Pendant plusieurs années, il a gardé des enfants dans la métropole lilloise sans éveiller de soupçons apparents. Derrière ce visage ordinaire se cachait pourtant un homme déjà condamné pour agression sexuelle sur un très jeune enfant, théoriquement interdit de tout contact avec des mineurs. L’affaire, révélée fin décembre, place aujourd’hui la justice face à une question lourde de conséquences : comment un tel profil a-t-il pu à nouveau exercer auprès de familles sans être détecté. Âgé de 36 ans, Camille O. a été placé en garde à vue le 29 décembre 2025 à Lille, après une plainte pour viol sur mineur. Cette procédure s’inscrit dans un parcours judiciaire déjà marqué par une lourde condamnation prononcée à Nice en 2020 : cinq ans de prison ferme pour agression sexuelle sur un enfant de 30 mois, assortis d’un suivi socio-judiciaire strict et d’une interdiction formelle de travailler auprès d’enfants.

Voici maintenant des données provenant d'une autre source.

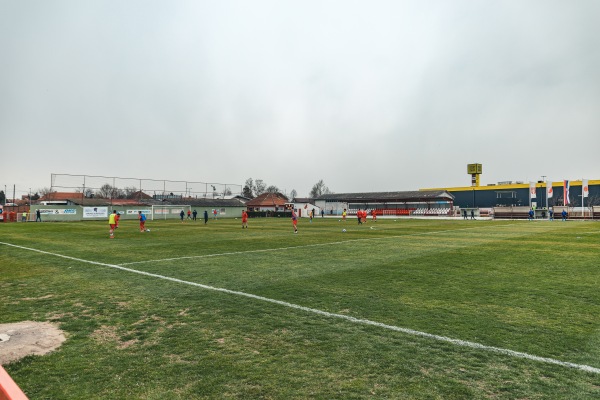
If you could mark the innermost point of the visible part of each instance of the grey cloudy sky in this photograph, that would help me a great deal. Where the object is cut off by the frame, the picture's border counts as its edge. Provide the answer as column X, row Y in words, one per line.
column 366, row 95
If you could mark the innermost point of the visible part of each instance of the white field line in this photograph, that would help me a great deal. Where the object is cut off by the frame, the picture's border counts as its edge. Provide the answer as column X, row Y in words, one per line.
column 297, row 247
column 457, row 342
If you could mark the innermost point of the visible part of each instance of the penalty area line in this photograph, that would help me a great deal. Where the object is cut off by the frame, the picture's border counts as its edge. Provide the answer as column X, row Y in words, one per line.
column 412, row 332
column 232, row 253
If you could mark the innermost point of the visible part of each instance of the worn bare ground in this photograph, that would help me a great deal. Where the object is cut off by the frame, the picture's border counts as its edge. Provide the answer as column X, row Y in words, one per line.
column 21, row 339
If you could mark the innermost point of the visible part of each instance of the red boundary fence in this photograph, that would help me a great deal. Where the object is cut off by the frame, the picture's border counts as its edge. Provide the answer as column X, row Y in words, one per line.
column 8, row 388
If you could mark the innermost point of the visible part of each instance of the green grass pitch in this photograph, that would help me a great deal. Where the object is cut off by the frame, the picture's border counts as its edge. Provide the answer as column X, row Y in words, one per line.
column 336, row 315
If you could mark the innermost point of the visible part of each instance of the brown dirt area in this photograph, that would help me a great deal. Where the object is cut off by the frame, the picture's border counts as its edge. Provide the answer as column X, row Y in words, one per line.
column 21, row 339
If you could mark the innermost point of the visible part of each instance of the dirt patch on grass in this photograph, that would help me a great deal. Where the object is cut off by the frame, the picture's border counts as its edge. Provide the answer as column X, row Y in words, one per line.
column 21, row 339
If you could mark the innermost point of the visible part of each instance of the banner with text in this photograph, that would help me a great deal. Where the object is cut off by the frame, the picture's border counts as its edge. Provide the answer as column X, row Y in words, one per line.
column 95, row 212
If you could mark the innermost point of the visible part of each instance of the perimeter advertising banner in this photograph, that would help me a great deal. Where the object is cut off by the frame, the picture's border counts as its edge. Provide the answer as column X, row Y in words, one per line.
column 95, row 212
column 57, row 211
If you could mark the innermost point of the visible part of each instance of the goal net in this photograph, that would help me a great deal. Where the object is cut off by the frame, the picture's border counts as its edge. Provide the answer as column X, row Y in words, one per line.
column 170, row 212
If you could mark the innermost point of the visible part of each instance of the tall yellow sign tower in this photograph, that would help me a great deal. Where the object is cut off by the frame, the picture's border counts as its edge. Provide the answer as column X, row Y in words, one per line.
column 474, row 170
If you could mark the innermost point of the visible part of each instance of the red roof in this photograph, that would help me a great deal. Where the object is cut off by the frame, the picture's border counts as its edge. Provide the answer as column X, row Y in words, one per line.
column 57, row 196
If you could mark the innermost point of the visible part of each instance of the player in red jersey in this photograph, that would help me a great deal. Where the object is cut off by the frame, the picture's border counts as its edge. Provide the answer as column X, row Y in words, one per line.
column 244, row 219
column 295, row 221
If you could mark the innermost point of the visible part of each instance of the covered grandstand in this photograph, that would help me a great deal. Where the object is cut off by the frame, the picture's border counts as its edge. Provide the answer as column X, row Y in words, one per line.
column 417, row 203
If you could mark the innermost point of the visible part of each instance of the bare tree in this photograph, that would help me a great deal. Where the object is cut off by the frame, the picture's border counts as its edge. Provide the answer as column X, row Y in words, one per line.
column 130, row 191
column 319, row 189
column 109, row 192
column 259, row 187
column 247, row 191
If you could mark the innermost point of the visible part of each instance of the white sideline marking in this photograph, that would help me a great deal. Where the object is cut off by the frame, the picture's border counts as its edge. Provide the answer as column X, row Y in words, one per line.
column 457, row 342
column 297, row 247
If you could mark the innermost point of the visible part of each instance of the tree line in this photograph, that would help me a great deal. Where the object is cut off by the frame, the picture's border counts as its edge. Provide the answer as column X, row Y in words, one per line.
column 254, row 188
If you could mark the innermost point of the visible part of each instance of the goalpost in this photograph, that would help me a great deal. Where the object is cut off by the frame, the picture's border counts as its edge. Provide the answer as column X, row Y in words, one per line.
column 169, row 211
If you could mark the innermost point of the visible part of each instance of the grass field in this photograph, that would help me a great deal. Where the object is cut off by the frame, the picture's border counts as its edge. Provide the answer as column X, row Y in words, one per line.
column 403, row 308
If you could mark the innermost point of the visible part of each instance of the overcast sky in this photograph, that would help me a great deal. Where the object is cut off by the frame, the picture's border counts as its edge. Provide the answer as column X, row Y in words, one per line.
column 366, row 95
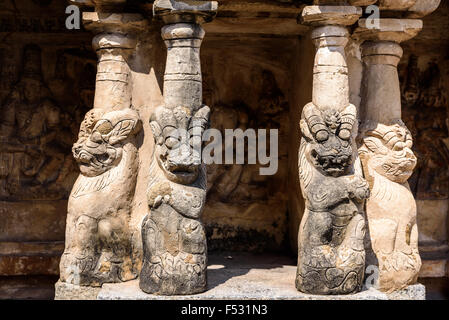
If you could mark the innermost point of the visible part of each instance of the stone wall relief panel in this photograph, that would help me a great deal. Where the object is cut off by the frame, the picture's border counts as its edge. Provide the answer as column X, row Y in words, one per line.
column 246, row 210
column 426, row 107
column 37, row 131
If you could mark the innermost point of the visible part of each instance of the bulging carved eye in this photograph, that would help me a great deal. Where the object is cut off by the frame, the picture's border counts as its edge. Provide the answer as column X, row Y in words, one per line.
column 322, row 135
column 104, row 127
column 96, row 137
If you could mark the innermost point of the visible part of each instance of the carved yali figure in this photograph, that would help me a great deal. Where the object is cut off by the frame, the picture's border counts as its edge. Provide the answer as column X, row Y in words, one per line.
column 331, row 256
column 174, row 240
column 388, row 162
column 98, row 246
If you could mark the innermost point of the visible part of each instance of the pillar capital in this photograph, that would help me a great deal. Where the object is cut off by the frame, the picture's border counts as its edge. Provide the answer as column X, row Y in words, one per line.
column 395, row 30
column 187, row 11
column 102, row 5
column 321, row 15
column 124, row 23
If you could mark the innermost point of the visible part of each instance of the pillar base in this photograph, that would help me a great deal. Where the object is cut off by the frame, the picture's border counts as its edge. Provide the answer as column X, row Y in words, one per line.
column 244, row 277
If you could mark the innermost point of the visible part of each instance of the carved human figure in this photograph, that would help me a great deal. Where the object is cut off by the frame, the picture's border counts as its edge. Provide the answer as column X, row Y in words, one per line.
column 98, row 247
column 388, row 162
column 331, row 256
column 174, row 240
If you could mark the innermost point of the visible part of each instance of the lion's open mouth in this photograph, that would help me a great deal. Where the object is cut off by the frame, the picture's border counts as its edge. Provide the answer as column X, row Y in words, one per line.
column 332, row 164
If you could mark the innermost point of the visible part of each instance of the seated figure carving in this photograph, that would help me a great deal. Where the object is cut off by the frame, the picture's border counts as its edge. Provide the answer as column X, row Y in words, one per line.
column 388, row 161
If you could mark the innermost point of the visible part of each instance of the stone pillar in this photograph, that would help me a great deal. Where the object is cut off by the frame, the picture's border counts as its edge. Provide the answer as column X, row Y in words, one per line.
column 98, row 239
column 388, row 161
column 174, row 239
column 331, row 256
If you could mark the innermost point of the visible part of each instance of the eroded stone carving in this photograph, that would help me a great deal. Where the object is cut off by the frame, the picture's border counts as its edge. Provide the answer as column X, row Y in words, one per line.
column 174, row 239
column 98, row 247
column 385, row 148
column 388, row 162
column 331, row 253
column 35, row 135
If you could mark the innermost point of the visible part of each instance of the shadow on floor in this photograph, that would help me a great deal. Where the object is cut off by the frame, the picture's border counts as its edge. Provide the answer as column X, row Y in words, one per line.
column 436, row 288
column 241, row 263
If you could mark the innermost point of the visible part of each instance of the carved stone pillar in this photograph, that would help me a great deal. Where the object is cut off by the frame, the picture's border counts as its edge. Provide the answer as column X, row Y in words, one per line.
column 386, row 155
column 331, row 256
column 174, row 239
column 98, row 240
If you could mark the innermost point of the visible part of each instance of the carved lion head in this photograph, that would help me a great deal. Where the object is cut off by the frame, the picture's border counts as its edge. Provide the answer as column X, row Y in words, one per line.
column 328, row 134
column 388, row 150
column 177, row 135
column 101, row 138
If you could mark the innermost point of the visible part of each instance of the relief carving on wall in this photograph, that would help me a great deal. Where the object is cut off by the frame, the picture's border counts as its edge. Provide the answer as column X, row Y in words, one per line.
column 388, row 161
column 240, row 183
column 425, row 113
column 35, row 137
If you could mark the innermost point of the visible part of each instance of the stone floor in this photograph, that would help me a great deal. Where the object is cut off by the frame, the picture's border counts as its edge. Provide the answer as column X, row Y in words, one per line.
column 263, row 276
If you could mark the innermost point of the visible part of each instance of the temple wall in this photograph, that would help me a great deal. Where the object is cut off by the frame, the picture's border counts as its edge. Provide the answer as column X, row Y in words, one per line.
column 250, row 81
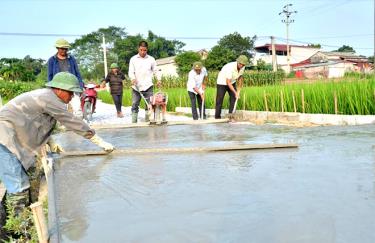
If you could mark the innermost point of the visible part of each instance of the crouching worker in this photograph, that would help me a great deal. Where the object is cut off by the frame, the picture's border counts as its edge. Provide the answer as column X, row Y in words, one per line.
column 196, row 86
column 26, row 124
column 158, row 102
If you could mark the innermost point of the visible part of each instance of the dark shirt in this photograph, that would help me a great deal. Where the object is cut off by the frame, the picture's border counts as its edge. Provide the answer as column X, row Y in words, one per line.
column 54, row 67
column 63, row 65
column 115, row 82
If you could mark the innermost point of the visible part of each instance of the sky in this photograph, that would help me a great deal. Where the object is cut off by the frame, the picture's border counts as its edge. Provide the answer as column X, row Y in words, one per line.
column 197, row 23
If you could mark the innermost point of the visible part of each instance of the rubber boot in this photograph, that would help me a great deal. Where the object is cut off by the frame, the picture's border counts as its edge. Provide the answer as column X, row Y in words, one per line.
column 147, row 116
column 163, row 121
column 18, row 201
column 134, row 117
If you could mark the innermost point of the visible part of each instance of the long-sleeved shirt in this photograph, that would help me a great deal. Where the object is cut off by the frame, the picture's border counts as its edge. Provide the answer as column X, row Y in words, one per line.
column 229, row 71
column 142, row 69
column 54, row 67
column 115, row 82
column 195, row 80
column 27, row 121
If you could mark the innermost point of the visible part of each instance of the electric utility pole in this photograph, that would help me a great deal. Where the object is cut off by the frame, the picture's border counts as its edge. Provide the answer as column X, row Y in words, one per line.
column 287, row 21
column 105, row 57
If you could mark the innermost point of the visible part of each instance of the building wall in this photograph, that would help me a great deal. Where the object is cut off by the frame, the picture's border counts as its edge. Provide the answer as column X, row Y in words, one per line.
column 297, row 54
column 168, row 70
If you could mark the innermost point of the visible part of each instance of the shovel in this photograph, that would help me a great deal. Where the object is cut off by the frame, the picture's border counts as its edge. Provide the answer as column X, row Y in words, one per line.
column 202, row 109
column 136, row 89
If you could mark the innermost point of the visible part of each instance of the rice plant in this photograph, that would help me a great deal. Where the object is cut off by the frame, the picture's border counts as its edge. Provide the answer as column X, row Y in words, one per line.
column 354, row 95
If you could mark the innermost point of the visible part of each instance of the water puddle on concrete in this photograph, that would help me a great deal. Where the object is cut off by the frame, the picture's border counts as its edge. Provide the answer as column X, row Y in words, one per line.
column 324, row 191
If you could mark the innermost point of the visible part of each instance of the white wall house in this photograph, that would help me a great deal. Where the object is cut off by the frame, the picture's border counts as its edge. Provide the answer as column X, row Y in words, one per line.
column 296, row 53
column 167, row 67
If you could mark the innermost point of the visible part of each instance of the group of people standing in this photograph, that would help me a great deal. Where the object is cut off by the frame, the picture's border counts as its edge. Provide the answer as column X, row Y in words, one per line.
column 27, row 121
column 229, row 75
column 142, row 69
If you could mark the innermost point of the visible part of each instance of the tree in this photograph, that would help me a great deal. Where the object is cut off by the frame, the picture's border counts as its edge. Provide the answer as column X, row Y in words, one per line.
column 371, row 59
column 159, row 47
column 218, row 57
column 315, row 45
column 20, row 69
column 120, row 48
column 228, row 49
column 185, row 61
column 89, row 53
column 346, row 48
column 262, row 65
column 237, row 44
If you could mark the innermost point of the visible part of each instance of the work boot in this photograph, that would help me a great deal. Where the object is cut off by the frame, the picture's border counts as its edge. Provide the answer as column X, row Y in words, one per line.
column 147, row 116
column 134, row 117
column 18, row 201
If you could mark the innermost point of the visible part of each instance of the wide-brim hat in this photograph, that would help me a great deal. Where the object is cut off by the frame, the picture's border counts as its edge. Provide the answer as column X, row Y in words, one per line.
column 65, row 81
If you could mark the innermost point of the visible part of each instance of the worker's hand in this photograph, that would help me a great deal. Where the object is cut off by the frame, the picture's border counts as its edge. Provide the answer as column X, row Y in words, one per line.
column 101, row 143
column 237, row 94
column 202, row 95
column 54, row 147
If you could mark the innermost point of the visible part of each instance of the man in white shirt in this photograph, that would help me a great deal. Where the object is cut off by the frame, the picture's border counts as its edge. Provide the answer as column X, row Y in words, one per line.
column 142, row 68
column 226, row 82
column 196, row 86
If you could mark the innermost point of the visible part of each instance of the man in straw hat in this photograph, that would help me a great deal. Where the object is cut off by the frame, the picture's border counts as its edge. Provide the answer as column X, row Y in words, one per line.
column 196, row 87
column 26, row 124
column 230, row 74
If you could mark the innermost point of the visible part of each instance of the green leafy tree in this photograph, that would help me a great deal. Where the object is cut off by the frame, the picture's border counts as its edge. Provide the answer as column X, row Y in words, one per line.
column 346, row 48
column 185, row 61
column 228, row 49
column 263, row 66
column 237, row 44
column 20, row 69
column 218, row 57
column 371, row 59
column 315, row 45
column 88, row 50
column 159, row 47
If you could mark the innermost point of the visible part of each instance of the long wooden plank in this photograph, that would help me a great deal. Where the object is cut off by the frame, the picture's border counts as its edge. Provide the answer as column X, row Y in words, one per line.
column 170, row 123
column 181, row 150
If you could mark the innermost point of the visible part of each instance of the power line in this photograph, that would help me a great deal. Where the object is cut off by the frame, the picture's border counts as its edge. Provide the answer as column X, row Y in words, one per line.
column 332, row 37
column 304, row 42
column 37, row 34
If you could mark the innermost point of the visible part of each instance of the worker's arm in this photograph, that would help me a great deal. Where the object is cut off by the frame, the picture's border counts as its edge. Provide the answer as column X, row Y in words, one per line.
column 231, row 87
column 131, row 72
column 58, row 111
column 239, row 84
column 157, row 73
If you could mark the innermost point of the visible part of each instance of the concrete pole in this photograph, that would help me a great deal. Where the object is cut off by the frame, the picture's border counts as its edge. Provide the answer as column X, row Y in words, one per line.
column 274, row 65
column 105, row 61
column 287, row 44
column 105, row 57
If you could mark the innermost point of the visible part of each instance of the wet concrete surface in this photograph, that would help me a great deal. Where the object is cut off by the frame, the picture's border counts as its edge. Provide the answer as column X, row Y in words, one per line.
column 324, row 191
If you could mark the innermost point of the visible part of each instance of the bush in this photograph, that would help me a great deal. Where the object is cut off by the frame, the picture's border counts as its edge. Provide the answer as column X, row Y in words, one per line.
column 9, row 90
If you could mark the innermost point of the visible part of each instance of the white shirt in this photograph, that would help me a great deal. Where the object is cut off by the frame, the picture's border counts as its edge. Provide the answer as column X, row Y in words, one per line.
column 142, row 69
column 195, row 80
column 229, row 71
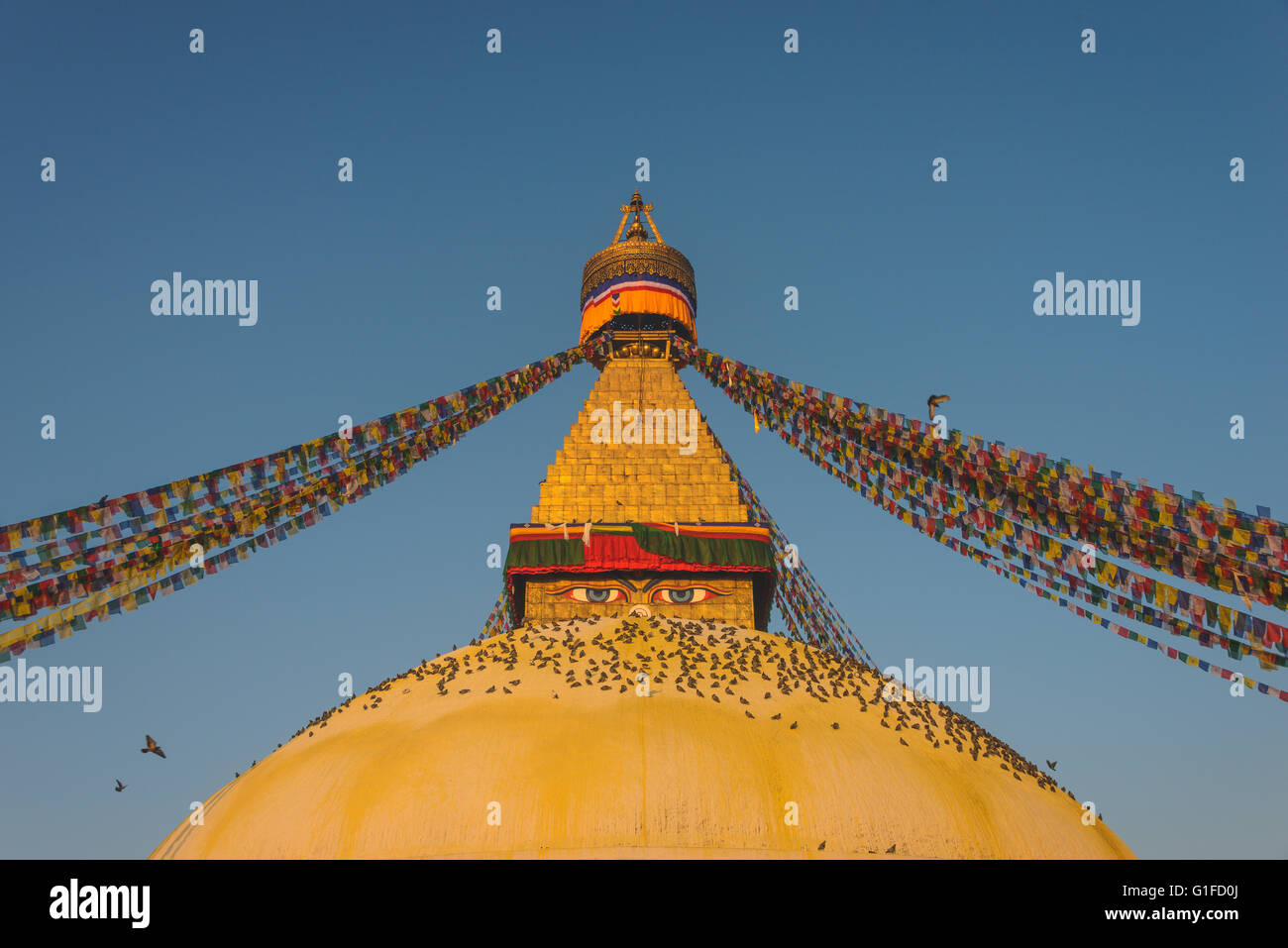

Une récidive rendue possible par une invisibilité administrative
À sa sortie de détention en 2023, l’homme quitte le sud de la France pour s’installer dans le Nord. Officiellement, il change de trajectoire et reprend des études. Officieusement, il recommence à proposer des gardes d’enfants, notamment via la plateforme Nounou Top, alors même que cette activité lui est interdite. Pendant près de trois ans, il intervient régulièrement dans des foyers, principalement pour des baby-sittings du soir, parfois auprès de très jeunes enfants. Ce n’est qu’au printemps 2025 qu’un premier signal d’alerte survient. Un voisin, mis au courant du passé judiciaire de l’intéressé et inquiet de le voir garder des enfants, contacte les autorités. Le parquet est saisi, le juge de l’application des peines informé. À ce stade, faute d’éléments matériels permettant de caractériser une nouvelle infraction, aucune poursuite immédiate n’est engagée. Le suivi socio-judiciaire est toutefois renforcé, avec une interdiction totale d’entrer en contact avec des mineurs.
Une enquête relancée par une plainte fin 2025
La situation bascule fin décembre lorsqu’une famille dépose plainte pour des faits qualifiés de viol sur un enfant de moins de trois ans. La garde à vue du suspect révèle alors une violation manifeste de ses obligations judiciaires. Le 9 janvier 2026, il est réincarcéré à la suite d’une décision du juge de l’application des peines, cette fois pour non-respect de son suivi et nouveaux soupçons criminels. Parallèlement, la brigade des mineurs du service interdépartemental de police judiciaire du Nord engage un travail de fond. Depuis début janvier, les enquêteurs contactent méthodiquement toutes les familles ayant eu recours aux services de l’homme depuis son arrivée dans la région. Selon le parquet, environ trente foyers sont concernés. Les parents sont entendus, les situations évaluées, et des auditions d’enfants sont programmées sur plusieurs semaines, avec un accompagnement spécialisé.
Une onde de choc durable pour les familles
Pour de nombreux parents, l’appel de la police a agi comme un séisme. Aucun comportement inquiétant n’avait été relevé pendant les gardes, ce qui rend la révélation d’autant plus violente. La justice reconnaît que toutes les situations ne déboucheront pas sur des poursuites, mais insiste sur la nécessité de vérifier chaque cas, même en l’absence de signaux visibles. L’enquête se poursuit désormais sous l’autorité du parquet de Lille, avec un double objectif : déterminer s’il existe d’autres victimes et comprendre comment un individu fiché, condamné et interdit d’exercer a pu se fondre aussi longtemps dans un circuit de garde d’enfants sans être stoppé. Une faille systémique que la justice, comme les plateformes concernées, devront désormais regarder en face.